Saturday, May 25, 2013

DOST’s Project NOAH adopts Indonesian technology for disaster mitigation




Dealing with climate change today and in the future
By Rodolfo P. de Guzman, S&T Media Service, DOST-STII

The Department of Science and Technology’s (DOST) Project NOAH (Nationwide Operational Assessment of Hazards) is adopting the disaster mitigating technology called InaSAFE from Indonesia.  InaSAFE is an acronym for Indonesia Scenario Assessment for Emergency. It is an open source technology, which means it is free, readily accessed from the internet and may be modified by users. With this technology, data coming from weather scientists, local government units and the communities are gathered and consolidated to provide accurate information on future disaster events.

NOAH adopted Indonesis’s InaSAFE as it has a lot in common with the Philippines, especially in topography and natural hazards.
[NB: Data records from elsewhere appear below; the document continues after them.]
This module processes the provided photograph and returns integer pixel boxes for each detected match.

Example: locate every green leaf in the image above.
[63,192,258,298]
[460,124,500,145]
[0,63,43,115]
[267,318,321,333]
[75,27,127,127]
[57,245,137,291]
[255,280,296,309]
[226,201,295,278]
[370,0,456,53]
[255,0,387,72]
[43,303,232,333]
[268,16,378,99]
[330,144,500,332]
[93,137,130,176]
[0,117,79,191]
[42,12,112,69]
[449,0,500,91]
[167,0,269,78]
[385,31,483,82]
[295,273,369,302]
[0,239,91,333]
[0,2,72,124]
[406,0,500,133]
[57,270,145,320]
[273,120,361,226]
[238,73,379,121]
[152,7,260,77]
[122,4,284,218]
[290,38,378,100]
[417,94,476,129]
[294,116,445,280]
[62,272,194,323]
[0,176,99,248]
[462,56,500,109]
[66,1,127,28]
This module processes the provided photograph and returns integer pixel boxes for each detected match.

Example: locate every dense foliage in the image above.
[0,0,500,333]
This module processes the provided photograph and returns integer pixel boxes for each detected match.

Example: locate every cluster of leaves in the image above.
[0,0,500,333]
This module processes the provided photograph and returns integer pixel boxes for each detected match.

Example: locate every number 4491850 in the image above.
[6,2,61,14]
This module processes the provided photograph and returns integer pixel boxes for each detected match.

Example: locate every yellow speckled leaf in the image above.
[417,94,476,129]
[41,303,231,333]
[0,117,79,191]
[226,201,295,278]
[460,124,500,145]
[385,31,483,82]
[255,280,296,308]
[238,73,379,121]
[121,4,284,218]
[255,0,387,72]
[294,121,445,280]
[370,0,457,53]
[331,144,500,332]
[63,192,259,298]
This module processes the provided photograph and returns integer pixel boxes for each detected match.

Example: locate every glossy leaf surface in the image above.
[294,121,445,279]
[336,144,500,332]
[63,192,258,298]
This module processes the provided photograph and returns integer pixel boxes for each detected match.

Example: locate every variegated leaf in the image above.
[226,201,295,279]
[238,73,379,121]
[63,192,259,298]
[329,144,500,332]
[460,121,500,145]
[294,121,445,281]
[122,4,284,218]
This was disclosed during the multi-stakeholder assembly titled “Enhancing Community Resilience Through the Use of New Technology” conducted by Project NOAH recently held at the Oracle Hotel in Quezon City.
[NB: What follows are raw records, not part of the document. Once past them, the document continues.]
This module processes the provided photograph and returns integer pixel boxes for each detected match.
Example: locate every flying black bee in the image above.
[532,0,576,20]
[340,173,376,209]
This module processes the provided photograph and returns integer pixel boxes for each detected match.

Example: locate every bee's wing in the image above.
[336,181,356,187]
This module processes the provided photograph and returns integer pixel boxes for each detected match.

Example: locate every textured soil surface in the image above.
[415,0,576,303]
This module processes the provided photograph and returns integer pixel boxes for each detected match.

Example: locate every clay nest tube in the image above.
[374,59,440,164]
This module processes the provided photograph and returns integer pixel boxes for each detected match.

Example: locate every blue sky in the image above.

Abigail Baca, disaster and risk management officer of the World Bank East Asia and Pacific Region said that InaSAFE proved effective during the recent floods in Jakarta, Indonesia and it can be applied in the Philippines.

Dr. Alfredo Francisco Mahar Lagmay of Project NOAH disclosed that InaSAFE will be integrated into Project NOAH to supplement existing technologies used to mitigate, if not totally prevent, massive destruction caused by strong typhoons similar to Sendong in 2011 and Pablo in December 2012.

During his presentation, Dr. Lagmay said, “It is important to develop information tools that will help centralize risk information at the NOAH website and make them available to a wider community.”

Since its launch in July 2012 in Marikina City, Project NOAH has continuously upgraded and strengthened its capability through installation of various weather forecasting equipmentin various disaster-prone areas in the country. Among these are the Hydromet water level sensors and Doppler radars used to measure amount of rainfall in a specific area.

To date, there are 525 Hydromet sensors installed in different river systems including those in Tullahan River, Marikina River and San Juan River in Metro Manila. Likewise, the Project NOAH team has put up billboards in Pampanga showing flood maps to inform residents of the high-risk areas in their communities.

Further, Dr. Enrico C. Paringit, project leader of NOAH’s DREAM LiDAR (Disaster Risk and Exposure Assessment for Mitigation-Light Detection and Ranging) said, “ Since November 2012, we were able to do three-dimensional or 3D mapping of the Pampanga river basin, Agno River, Cagayan de Oro and Iligan. By the end of May this year, 3D mapping for Iloilo will be complete and next in line is the Panay river basin.”